The front-running Ford Mondeos in the British Touring Car Championship (BTCC) are closer to the real thing than their Nascar counterparts, even though they use Mazda engines developed by Cosworth and are prepared and raced by an outside specialist - Coventry-based Andy Rouse Engineering. On a higher plane, engines bearing Ford's logo are front runners in Formula 1 and IndyCar; there's a Ford V8 in Michael Schumacher's Benetton, another in the Lola of 1993 Indy champion Nigel ManseIl. Both are designed and made by Northampton-based Cosworth Engineering, Ilmor's great rival and


Renault's competition activities roughly mirror Ford's in Europe, but its engineers are more closely involved. The French giant's Formula 1 racing engine, used by the Williams and Ligier teams, was designed and built by an in-house cell staffed by up to 150 specialists. Peugeot's Formula 1 engine is also an inside job. Like Renault, Peugeot stops short of building the cars on grounds of cost and competence: McLaren does that for them.

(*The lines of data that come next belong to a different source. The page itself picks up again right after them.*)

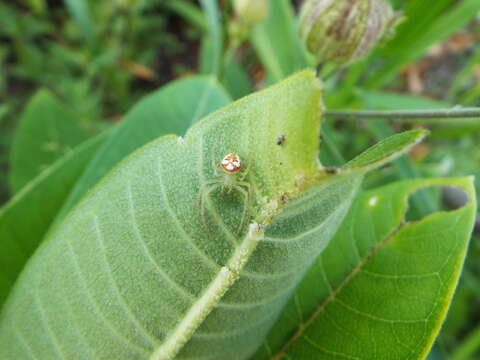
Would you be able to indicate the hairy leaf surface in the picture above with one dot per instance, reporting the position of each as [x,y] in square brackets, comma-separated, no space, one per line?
[170,110]
[47,130]
[134,273]
[382,287]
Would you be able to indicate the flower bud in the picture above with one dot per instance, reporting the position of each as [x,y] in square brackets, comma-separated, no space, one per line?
[251,12]
[342,31]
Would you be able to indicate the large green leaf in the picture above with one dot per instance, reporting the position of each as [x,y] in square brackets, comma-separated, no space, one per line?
[383,286]
[170,110]
[47,130]
[134,273]
[212,43]
[25,219]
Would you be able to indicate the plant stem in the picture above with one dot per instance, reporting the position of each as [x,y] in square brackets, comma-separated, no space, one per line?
[408,114]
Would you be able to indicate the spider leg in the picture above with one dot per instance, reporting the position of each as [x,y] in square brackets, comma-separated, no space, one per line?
[214,163]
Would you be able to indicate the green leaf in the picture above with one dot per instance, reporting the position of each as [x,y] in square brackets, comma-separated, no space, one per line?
[47,130]
[25,219]
[81,14]
[277,42]
[134,271]
[212,43]
[383,286]
[170,110]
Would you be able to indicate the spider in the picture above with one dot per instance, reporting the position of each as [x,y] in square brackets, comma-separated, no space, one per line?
[230,175]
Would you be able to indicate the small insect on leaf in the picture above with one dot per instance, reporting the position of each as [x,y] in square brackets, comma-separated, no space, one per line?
[231,163]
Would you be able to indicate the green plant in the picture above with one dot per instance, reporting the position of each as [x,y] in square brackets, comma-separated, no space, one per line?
[116,248]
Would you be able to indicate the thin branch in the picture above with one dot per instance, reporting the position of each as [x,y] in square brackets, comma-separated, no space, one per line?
[459,113]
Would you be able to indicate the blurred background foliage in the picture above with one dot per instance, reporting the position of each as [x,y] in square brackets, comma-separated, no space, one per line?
[81,65]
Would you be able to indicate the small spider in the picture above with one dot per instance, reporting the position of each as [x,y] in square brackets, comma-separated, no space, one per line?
[231,177]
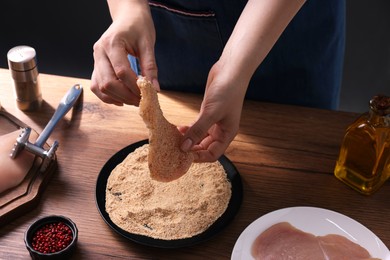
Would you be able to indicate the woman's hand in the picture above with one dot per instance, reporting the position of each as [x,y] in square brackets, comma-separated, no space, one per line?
[258,28]
[219,116]
[132,32]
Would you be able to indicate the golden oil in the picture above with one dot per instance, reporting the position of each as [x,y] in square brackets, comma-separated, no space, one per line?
[364,159]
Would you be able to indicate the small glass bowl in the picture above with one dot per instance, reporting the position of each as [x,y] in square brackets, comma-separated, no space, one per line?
[40,223]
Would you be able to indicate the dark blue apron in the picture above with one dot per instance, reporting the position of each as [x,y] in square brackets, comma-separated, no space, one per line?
[303,68]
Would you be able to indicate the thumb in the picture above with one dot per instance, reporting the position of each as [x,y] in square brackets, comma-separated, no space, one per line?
[149,67]
[196,133]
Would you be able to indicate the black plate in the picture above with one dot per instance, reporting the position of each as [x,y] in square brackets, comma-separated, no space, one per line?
[232,209]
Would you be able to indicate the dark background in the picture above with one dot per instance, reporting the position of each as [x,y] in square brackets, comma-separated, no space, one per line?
[63,34]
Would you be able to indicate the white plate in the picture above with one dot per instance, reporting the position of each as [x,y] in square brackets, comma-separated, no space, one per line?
[316,221]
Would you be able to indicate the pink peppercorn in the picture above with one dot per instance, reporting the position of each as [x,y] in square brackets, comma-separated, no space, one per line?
[52,238]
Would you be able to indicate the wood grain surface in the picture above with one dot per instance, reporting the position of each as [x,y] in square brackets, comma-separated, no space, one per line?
[284,154]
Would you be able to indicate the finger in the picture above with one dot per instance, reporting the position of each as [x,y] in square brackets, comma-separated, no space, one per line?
[122,69]
[196,133]
[209,150]
[108,87]
[149,66]
[96,90]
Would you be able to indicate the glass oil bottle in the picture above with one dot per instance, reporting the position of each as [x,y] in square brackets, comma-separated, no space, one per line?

For the same reason that every car competing in this year's Indy 500, the US's biggest sporting event, was made in Britain, Fiat, owner of Ferrari, also came here: its major design centre is in a suburb of Guildford, in Surrey. No other country has an engineering infrastructure so finely tuned to motor sport. 'Great Britain is an island full of specialists, an ideal place to perfect racing-car technology,' says Mario Illen, co- founder with Paul Morgan of Ilmor Engineering.

Among the British Touring Car Championship entries, the Alfa Romeo 155 was built by the company's motor-sport division, Alfa Corse; and Peugeot claims to have developed the 405 racer in- house (with a little outside help), using a small but historically successful competition department.

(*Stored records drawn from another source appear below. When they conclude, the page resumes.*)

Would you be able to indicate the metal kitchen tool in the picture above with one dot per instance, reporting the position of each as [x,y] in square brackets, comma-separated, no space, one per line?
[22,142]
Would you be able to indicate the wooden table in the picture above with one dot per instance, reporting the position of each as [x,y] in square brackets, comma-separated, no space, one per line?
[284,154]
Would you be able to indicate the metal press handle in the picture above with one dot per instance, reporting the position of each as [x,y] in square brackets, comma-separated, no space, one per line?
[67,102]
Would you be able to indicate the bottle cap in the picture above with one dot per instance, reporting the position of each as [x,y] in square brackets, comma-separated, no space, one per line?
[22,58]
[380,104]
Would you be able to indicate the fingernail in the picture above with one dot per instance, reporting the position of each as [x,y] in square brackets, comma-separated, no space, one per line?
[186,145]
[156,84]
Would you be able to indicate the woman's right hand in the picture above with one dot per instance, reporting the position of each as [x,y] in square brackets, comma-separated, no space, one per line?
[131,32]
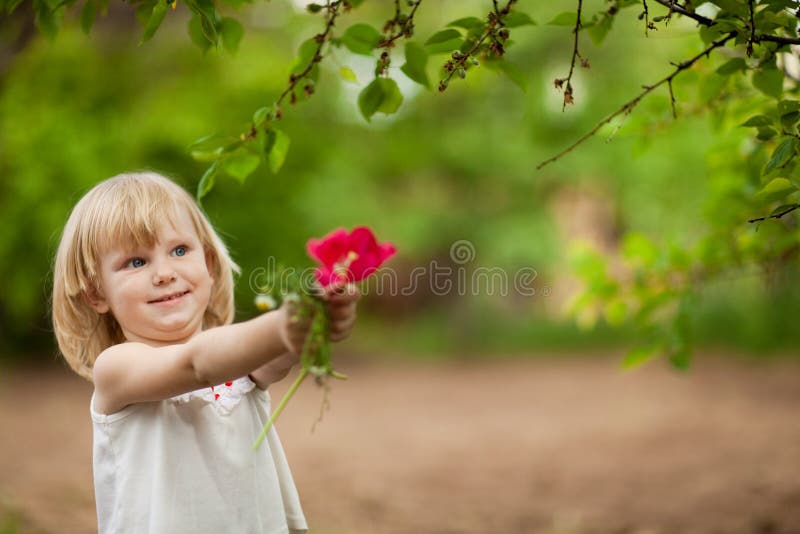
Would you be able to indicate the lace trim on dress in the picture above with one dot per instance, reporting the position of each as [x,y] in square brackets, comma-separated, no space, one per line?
[223,397]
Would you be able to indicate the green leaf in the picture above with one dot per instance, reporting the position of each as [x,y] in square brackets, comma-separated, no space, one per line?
[765,133]
[88,14]
[382,95]
[567,18]
[787,106]
[211,147]
[155,20]
[757,120]
[197,35]
[241,164]
[361,39]
[789,120]
[734,65]
[444,41]
[638,248]
[207,181]
[769,81]
[514,73]
[615,311]
[517,18]
[735,7]
[276,148]
[416,63]
[348,75]
[782,154]
[468,23]
[260,116]
[232,32]
[638,356]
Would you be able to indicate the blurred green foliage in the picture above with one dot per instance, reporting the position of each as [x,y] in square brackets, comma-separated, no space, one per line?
[671,195]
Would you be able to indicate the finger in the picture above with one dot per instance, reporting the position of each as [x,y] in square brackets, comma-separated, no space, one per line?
[337,313]
[343,326]
[342,291]
[338,336]
[344,298]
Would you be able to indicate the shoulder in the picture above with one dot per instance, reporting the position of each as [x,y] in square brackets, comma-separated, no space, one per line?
[113,361]
[107,372]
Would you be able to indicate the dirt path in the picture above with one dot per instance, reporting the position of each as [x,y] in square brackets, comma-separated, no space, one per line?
[542,445]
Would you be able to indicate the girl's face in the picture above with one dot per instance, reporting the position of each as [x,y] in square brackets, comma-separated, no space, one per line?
[157,294]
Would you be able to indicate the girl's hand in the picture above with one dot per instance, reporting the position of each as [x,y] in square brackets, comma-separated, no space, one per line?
[341,309]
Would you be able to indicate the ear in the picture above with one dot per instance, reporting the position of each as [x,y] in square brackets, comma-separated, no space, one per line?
[95,299]
[211,264]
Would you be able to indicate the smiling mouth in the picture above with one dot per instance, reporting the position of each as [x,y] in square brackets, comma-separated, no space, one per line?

Renault's BTCC Laguna racers, prepared and run by Renault Dealer Racing, also depended on factory expertise at the prototype design stage. BMW Motorsport acts as an umbrella for its racing activities: Motorsport is responsible for design, but the cars are built and campaigned by outside specialists such as Schnitzer, which is behind the BTCC campaign. All the other teams in the series employ outside specialists: Volvo relies on TWR, Toyota on the Toms team, Mazda on RD Motorsport and Zytec. Janspeed Engineering is responsible for Nissan's entry, and the Mallock team for Vauxhall's Cavaliers.

Whether competition success sells cars is open to question: Lancia's six consecutive rallying world titles did nothing for its British wing. And racing certainly no longer proves that a winning 'maker' is technically superior - merely that it has spent its money better.